I recently posted a photo on Instagram of my PADI dive cards from 2010 and 1990. It prompted a friend to ask me what I would tell my younger self now—a question I found interesting and enlightening in reflecting upon where I was then, what I hoped to accomplish, and how far I’ve come since.
I didn’t know when I was 20 years old that we were going to have such little time to try to do something about the catastrophic existential crisis that we call climate change.
If I could, I would go back and tell my younger self to work faster to move quicker, work harder, to yell louder. I wish I had had the courage and the foresight of a young Greta Thunberg and do more when I was younger.
Alas, I was a good girl; I didn’t want to stand out or rock the boat. I regret I didn’t scream loud enough.
I was first certified for SCUBA in 1987, back when scientists were saying that we might be affected in 100 years, but here we are, just 30 years later, already dealing with these catastrophic circumstances. I wish I had screamed louder.
While it’s true that today many more people are becoming interested and willing to be engaged and activated, but we should have gotten here a lot faster. I wish many others had joined me in screaming louder.
It’s always been surprising to me that there were so very few people interested in “environmentalism,” what to me is the manual for how we behave on our own planet. I would love to go back and figure out how to make that a priority for more people.
When I look back, there were so many additional actions I could have taken to evoke a bigger response. But I suppose I’m proud of having taken the steps necessary to turn my interests into action.
It was 1989 when I realized how much my voice mattered.
I was in Mexico, working my very first adult job in a beach town called Akumal (Mayan for “Place of the Turtles”). After dinner, I would walk on the beach to wait for sea turtles to come out and nest. In the morning, raccoons and seagulls would dig up the nests, so I started relocating them. It wasn’t long before the tourists from nearby hotels wanted me to take them out to look at sea turtles.
I remember a younger version of me confidently explaining why sea turtles are an important part of our ecological system and how difficult it is for them to survive. I never get tired of seeing the wonder in people’s faces when they learn something new about our planet.

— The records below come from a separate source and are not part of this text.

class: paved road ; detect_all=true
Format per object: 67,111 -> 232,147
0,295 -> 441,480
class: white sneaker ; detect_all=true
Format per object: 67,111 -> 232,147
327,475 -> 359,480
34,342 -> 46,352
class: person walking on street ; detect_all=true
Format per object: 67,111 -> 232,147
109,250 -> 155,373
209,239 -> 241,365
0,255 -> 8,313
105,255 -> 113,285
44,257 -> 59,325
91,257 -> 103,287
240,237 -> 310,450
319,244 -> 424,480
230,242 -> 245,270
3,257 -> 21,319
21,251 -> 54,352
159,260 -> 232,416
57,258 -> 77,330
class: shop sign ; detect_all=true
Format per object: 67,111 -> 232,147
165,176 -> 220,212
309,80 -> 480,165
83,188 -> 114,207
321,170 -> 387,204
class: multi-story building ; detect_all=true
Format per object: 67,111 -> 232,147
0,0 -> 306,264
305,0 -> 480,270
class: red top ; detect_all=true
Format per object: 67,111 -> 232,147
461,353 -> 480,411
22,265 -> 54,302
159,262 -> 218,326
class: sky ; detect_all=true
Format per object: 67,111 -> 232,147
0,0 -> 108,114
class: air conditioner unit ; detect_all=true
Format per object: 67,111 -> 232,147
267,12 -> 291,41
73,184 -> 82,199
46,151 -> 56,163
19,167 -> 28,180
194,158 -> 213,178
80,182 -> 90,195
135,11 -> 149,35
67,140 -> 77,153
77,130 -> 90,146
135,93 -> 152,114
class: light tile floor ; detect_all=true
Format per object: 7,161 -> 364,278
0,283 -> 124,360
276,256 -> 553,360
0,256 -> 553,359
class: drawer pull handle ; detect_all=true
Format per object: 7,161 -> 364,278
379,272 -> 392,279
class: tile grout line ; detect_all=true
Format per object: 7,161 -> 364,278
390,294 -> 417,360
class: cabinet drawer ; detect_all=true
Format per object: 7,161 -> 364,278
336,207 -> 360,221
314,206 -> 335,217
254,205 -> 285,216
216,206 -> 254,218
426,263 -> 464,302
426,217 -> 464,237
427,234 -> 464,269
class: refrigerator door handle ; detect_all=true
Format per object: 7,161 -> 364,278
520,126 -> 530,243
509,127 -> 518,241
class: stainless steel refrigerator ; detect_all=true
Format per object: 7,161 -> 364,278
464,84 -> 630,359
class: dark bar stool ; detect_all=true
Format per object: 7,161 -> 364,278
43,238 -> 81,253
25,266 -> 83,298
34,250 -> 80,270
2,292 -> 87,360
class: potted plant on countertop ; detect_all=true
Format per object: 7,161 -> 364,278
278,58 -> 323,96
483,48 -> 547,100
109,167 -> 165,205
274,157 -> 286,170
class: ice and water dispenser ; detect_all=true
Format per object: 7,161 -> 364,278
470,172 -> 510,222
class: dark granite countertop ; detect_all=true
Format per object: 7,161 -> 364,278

When I left Akumal, I didn’t realize that I had planted a seed that would grow into such a big ecological movement in the local community.
My actions in working to preserve their habitat and educate people about the turtles helped give birth to Centro Ecological Akumal (CEA) in 1993. I recently returned to Akumal and was pleased to see that CEA continues to educate the public about conservation of the environment.
Whenever I see turtles, like this one in the Galapagos, I’m reminded that life is also a journey. At first, it seems that the journey is long, with plenty of time to change course. As I look back at my younger self, I realize what little time we have and how important it is to plant seeds that bring about change, even if you never see them bear fruit.
So you just never know what might come of an idea. Part of the impatience of youth is wanting immediate results and getting frustrated because it doesn’t seem that small actions have any effect. Sometimes it takes a long time.
I would tell my younger self to exercise patience and grace and to foster the growth process.
I would go back and remind myself that even if you plant the seed, you may never see the tree that grows from it. I would encourage her to continue to take those actions and not to lose hope, because even though those actions may seem small, they may eventually become something big.
I would nurture my younger self and help her to plant more of those seeds.
I would tell my younger self that the power of a photograph can change the way you see yourself or see the way the world sees a particular thing. Every once in awhile, I find a photo album I had forgotten about and am always surprised by how a photo of myself, staring back at me from three decades ago, can take me back in time.
It’s in those moments of seeing myself and the things that I have photographed over the course of my career that I realize that my younger self isn’t that far away from who I am now.
I still feel like the 18-year-old me who wanted to save the world, but didn’t quite know how. I still feel like the bright-eyed 23-year-old who was just beginning to put solid ideas into action, to find her voice and realize her place in the world.
Now, I have the knowledge. Now, I have the experience.
Every single stage of my life has given me something—lessons that are powerful, and lessons that are difficult.
I would definitely go back and tell my younger self that she has something to say . . . and to not be afraid to say it. Louder. More assuredly. Stronger. And with all the passion in her heart.